The saints will tell you: as one year turns into another, there’s simply no better place to be. A number of black churches throughout the city will open their doors for the long-held tradition of Watch Night, the service where worshippers count down and celebrate the new year together.
For many millennials and churched-up blacks, Watch Night is more than a righteous spot on the calendar. It presents a choice, with loaded connotations. Start times for Watch Night services vary, many begin around 10 p.m. And typically, they don’t linger too long past midnight. Service, the scene… or both?
Jay Shaw II, who is a member at Monumental Baptist Church in West Philly, opted to do both for a few years, starting when was around 19. He’s 32 now.
“It was tradition for my family,” he explained. As he grew into a young man, his mother knew he wanted to go out too. “My mother’s words were ‘Get home before sunrise and stay out of trouble.’”
He’d be there for church, stick around a bit if there were refreshments, “then roll out and go to whoever’s house.” After the house party, maybe he’d even grab breakfast with friends before sliding home. “I was trying to walk that fine line— giving honor to God and being human at the same time,” he said.
Courtney Williams-Stotts, a friend of mine and pastor’s daughter, has noticed that more younger twentysomethings in her church aren’t stretching their schedules to praise first and party later.
“I think they feel the pressure [to be in church] but it is different. They have more freedom,” she said in a text. Williams-Stotts is the young adult choir director at Nazarene Baptist Church, in North Philly. “I think we did [a lot] because there was more of a requirement and accountability when it came to church, so to ease our conscience and to show God we loved him, we did both.”
Through-midnight church meetings are not unique to the black church.
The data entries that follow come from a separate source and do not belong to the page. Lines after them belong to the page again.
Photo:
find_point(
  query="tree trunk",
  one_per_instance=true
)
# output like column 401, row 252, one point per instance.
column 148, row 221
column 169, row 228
Some experts point to the early years of Methodism as the origin of such services, and reporters have noted that a range of cultures observe New Year’s Eve in houses of worship. It holds deep significance for African-Americans, though. The first black church Watch Night is believed to have occurred at the end of 1862, as blacks gathered in “jubilees” to await the Emancipation Proclamation. President Lincoln issued it on January 1, 1863. A common story is that slaves came together that night, but some historians have noted that it was highly popular with freed blacks in particular. Frederick Douglass went to service with fellow abolitionists in Boston, for example.
“Watch Night services have typically been a powerful part of church heritage,” one Baptist pastor explained to the New York Times. “For so many people, you grew up in it — you don’t want to get away from something that’s been such a part of history and heritage of the church.”
It’s not ubiquitous across congregations— not all black churches offer it. Prominent larger ones often do. Bright Hope, Enon, Mother Bethel; that’s a yes for all three. Marquita Scott isn’t quite sure if she’ll be attending service tonight, but if she does, it’ll be at Sharon Baptist Church, near Wynnefield.
“Last year I went to church; year before that, I went downtown,” she said. “It goes back and forth.”